Starring: Jennifer Coolidge, John Michael Higgins
Director: Christopher Guest
Rated: PG
SATIRICAL and cynical humour is not the mainstay of the American cinema, but it’s growing on them.
American Beauty was the most successful US film in this vein and it had a British director. Christopher Guest’s Best in Show is a fully home-grown product. Guest calls this film a “mockumentary”.
It is about five couples who have entered their pets in the Mayflower Dog Show.

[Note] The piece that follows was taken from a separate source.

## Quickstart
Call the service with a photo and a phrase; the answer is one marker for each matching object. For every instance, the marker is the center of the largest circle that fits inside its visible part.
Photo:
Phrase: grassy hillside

In the course of the film we meet Harlan Pepper, a lonely country boy and his hound Hubert; the dual left-footed Gerry Fleck and his previously promiscuous wife Cookie and their terrier Winkie; Meg and Hamilton Swan whose marriage is on the rocks because of their weinmaraner Beatrice; billionaire Leslie Cabot and his glamour-queen wife Sheri Ann who is in love with Christy, the trainer of their poodle, Rhapsody in White; and a gay couple from New York, Stefan and Scott with their shih tzu, Tyrone.
This carnival of characters already hints at the film’s weakness – it tries too hard to be funny. Satirical humour works best when the heat is turned up on life just a little, not when it is boiling over.
Best in Show is, on the whole, an amusing film with some very enjoyable moments, but it is not the riotous comedy the US critics claim it to be.